When Models Are Wrong
Decision makers — in economics, politics and finance — always take decisions under uncertainty. But there are different kinds of uncertainty. It's one thing not to know how inflation will fare in the coming months, and another not to know whether the models we're using to forecast the variable make any sense.
Consider a central banker who must calibrate interest rates: he will use macroeconomic models to estimate the effects of his decisions. But those models — with all their equations, assumptions and scenarios — are simplified and partial versions of reality. They may be "useful," but they are inevitably wrong. Or again: a government must decide whether and how to tax CO₂ emissions. It relies on climate scenarios, constructed by different scientific communities, using different models. But who can say whether these models truly capture the most relevant dynamics? And yet, decisions always need to be made.
But what happens, and how should we proceed, when the models we have not only offer probabilistic and non-deterministic predictions, but are perhaps also misspecified — that is, they don’t include all the variables needed to represent reality with sufficient fidelity?
This question is addressed in the study "Making Decisions Under Model Misspecification," published in Review of Economic Studies, by Simone Cerreia-Vioglio (Bocconi University and IGIER), Lars Peter Hansen (University of Chicago, 2013 Nobel Prize in Economics), Fabio Maccheroni and Massimo Marinacci (Bocconi University and IGIER).
"Many approaches in decision theory address model uncertainty by assuming that among alternative models considered, there is a true one that explains reality," explains Cerreia-Vioglio, Full Professor in the Bocconi Department of Decision Sciences. "But in practice, we know that, very likely, none of the available models is the true model. They are all approximations. Our work attempts to build a more rigorous and prudent way to make decisions in such context."
A safety belt against flawed models
The study proposes a new decision criterion that takes into account not only the variety of available models — as "ambiguity-averse" approaches already do — but also the possibility that all of them are systematically flawed. To do so, it distinguishes between:
- structured models, i.e. those on which the decision maker has built hypotheses based on data, theories and assumptions (for example, a climate model or a financial model with uncertain parameters);
- unstructured models, constructed solely as "stress tests" to assess the consequences should the structured models fail.
The idea is to introduce a penalty that increases as the "statistical distance" between a plausible model and the most extreme ones increases, used as a form of protection against specification errors.

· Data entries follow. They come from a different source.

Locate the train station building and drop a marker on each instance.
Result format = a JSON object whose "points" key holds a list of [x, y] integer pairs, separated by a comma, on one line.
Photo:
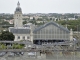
{"points": [[50, 32]]}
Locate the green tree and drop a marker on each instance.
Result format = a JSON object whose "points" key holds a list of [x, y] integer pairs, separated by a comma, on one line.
{"points": [[24, 22], [7, 36]]}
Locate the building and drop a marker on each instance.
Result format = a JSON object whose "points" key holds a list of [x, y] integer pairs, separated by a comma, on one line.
{"points": [[20, 32], [50, 32]]}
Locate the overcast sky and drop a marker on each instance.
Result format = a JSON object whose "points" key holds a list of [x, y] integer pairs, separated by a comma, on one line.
{"points": [[41, 6]]}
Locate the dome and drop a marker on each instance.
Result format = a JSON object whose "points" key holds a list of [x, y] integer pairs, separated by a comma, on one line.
{"points": [[18, 9]]}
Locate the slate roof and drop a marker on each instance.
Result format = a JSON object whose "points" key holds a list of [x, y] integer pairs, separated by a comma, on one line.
{"points": [[20, 30], [53, 23]]}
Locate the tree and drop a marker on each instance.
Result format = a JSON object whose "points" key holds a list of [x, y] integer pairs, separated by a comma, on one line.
{"points": [[24, 22], [7, 36]]}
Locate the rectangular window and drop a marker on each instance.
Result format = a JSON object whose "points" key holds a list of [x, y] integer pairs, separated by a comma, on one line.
{"points": [[23, 37], [18, 37], [28, 37]]}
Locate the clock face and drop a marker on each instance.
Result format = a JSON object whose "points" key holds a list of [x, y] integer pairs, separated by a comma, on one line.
{"points": [[3, 59]]}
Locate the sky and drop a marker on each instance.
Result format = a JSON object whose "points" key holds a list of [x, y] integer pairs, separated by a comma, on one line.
{"points": [[41, 6]]}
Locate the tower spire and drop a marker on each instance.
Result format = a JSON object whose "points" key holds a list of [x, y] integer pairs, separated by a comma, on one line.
{"points": [[18, 4]]}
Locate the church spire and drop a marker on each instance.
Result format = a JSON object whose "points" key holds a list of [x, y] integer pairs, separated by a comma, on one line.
{"points": [[18, 4]]}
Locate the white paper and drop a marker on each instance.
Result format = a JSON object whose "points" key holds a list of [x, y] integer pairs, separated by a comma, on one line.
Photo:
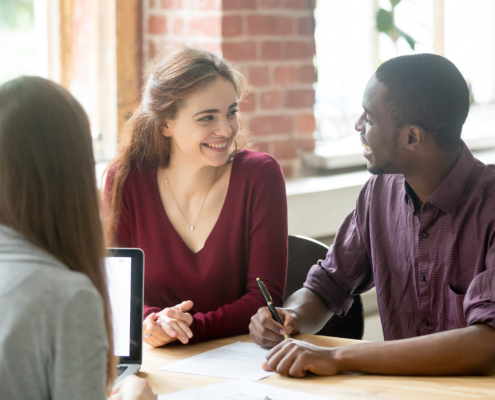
{"points": [[239, 390], [239, 360]]}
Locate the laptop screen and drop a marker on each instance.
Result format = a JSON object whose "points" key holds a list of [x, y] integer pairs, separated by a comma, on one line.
{"points": [[125, 275], [119, 290]]}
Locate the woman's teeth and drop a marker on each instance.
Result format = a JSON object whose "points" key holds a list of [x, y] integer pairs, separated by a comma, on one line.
{"points": [[217, 145], [366, 147]]}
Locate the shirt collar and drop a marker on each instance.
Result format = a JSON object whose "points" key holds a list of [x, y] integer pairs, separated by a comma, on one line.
{"points": [[449, 194]]}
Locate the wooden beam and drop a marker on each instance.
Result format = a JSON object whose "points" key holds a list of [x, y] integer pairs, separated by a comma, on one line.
{"points": [[128, 16], [439, 27], [65, 30]]}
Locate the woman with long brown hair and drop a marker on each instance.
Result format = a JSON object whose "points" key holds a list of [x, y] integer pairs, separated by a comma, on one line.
{"points": [[210, 215], [55, 327]]}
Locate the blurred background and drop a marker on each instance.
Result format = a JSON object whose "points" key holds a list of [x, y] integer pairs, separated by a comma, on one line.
{"points": [[307, 62]]}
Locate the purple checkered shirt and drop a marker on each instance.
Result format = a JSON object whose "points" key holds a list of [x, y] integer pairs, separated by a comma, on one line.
{"points": [[434, 269]]}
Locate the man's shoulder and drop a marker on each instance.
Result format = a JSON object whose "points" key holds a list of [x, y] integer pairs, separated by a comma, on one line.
{"points": [[483, 179], [383, 185]]}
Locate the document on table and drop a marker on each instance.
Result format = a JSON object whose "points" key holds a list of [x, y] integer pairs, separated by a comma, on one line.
{"points": [[239, 360], [239, 390]]}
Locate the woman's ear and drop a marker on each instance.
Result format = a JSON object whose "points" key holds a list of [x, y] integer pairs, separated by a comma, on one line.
{"points": [[165, 128]]}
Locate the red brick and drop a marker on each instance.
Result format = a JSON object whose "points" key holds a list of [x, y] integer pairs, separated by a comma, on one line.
{"points": [[179, 25], [239, 51], [287, 170], [305, 123], [269, 25], [299, 4], [285, 75], [299, 50], [270, 125], [214, 47], [157, 25], [238, 4], [207, 4], [306, 26], [300, 98], [151, 49], [306, 74], [231, 26], [270, 3], [258, 76], [171, 4], [262, 147], [271, 50], [248, 104], [208, 26], [270, 100], [306, 144], [285, 149]]}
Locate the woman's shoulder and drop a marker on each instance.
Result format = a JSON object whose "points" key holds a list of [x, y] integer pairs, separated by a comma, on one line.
{"points": [[31, 273]]}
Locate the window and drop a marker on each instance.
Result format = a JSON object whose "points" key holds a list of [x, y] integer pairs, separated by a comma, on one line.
{"points": [[349, 49]]}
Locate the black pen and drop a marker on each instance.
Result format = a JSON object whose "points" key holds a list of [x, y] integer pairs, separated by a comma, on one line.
{"points": [[268, 299]]}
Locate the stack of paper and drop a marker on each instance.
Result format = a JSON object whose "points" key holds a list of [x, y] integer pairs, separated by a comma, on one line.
{"points": [[235, 361]]}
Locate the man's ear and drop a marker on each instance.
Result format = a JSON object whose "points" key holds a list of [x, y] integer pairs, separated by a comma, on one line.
{"points": [[415, 137]]}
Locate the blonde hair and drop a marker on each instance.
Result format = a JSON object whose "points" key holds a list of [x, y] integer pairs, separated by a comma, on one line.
{"points": [[181, 72]]}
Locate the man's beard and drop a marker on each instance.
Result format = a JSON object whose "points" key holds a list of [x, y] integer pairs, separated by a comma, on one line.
{"points": [[388, 166]]}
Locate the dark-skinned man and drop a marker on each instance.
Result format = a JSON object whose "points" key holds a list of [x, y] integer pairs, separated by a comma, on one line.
{"points": [[422, 233]]}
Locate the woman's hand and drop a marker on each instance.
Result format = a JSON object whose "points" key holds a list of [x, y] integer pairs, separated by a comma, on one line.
{"points": [[168, 325], [133, 388]]}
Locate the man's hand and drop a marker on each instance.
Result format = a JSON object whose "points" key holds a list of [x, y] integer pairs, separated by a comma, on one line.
{"points": [[266, 332], [296, 358], [133, 388], [168, 325]]}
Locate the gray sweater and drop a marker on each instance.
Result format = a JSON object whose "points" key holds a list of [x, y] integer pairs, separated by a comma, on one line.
{"points": [[53, 343]]}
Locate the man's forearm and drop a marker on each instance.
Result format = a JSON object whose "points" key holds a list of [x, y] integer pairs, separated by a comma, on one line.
{"points": [[466, 351], [312, 312]]}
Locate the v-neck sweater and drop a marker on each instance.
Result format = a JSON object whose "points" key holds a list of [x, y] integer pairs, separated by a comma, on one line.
{"points": [[248, 241]]}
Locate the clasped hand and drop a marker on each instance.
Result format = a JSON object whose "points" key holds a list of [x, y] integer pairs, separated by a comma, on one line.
{"points": [[168, 325]]}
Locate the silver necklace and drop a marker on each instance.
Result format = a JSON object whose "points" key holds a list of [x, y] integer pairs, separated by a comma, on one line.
{"points": [[201, 209]]}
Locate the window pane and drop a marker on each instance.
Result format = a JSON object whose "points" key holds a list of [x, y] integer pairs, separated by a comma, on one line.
{"points": [[17, 39]]}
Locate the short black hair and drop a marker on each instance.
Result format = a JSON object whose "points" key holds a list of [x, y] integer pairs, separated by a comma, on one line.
{"points": [[426, 90]]}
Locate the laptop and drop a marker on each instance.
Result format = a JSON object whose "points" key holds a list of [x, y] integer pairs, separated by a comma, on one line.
{"points": [[125, 280]]}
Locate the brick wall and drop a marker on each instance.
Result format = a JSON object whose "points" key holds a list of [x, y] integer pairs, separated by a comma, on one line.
{"points": [[272, 42]]}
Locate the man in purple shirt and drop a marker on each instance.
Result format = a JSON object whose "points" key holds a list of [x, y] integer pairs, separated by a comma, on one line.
{"points": [[422, 233]]}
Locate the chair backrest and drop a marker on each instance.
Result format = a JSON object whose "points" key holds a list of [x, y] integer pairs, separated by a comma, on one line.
{"points": [[303, 254]]}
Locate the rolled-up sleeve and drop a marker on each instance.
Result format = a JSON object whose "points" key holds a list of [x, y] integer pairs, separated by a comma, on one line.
{"points": [[479, 303], [346, 270]]}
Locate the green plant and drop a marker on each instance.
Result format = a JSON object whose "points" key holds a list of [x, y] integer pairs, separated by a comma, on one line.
{"points": [[385, 22]]}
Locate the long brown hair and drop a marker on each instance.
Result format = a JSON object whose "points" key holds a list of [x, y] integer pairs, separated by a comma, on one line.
{"points": [[181, 72], [48, 188]]}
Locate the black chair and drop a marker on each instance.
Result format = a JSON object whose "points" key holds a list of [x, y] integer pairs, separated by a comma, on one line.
{"points": [[303, 254]]}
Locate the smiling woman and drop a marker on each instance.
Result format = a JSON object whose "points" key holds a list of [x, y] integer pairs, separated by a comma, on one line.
{"points": [[210, 215]]}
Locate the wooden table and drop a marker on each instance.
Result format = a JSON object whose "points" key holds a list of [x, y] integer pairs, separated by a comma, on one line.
{"points": [[345, 386]]}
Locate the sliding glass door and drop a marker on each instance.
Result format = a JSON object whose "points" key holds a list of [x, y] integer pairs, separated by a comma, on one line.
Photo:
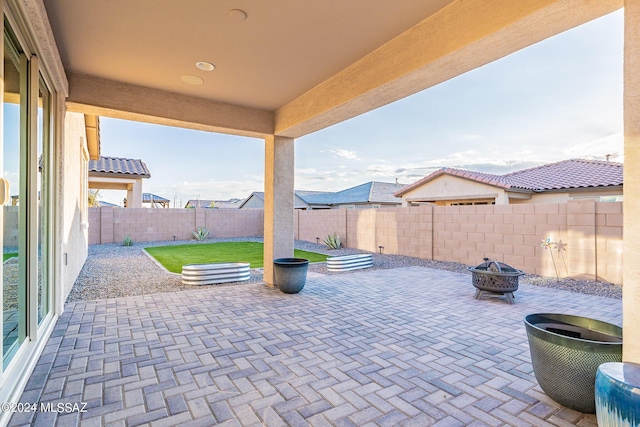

"These unstructured models aren't credible in the usual sense: we wouldn't use them to forecast GDP or interest rates," explains Cerreia-Vioglio, "but they help us understand how sensitive a decision is to errors hidden in structured models. In a sense, they act as a safety belt."
A concrete example: investing in an uncertain economy
In the paper, the authors present an example from macroeconomics: an investor must choose an intertemporal consumption and investment plan, but the economy follows an uncertain technology path, represented by an unknown parameter. The different values of this parameter correspond to the structured models. The decision maker, however, isn't confident that the true parameter is actually among those included.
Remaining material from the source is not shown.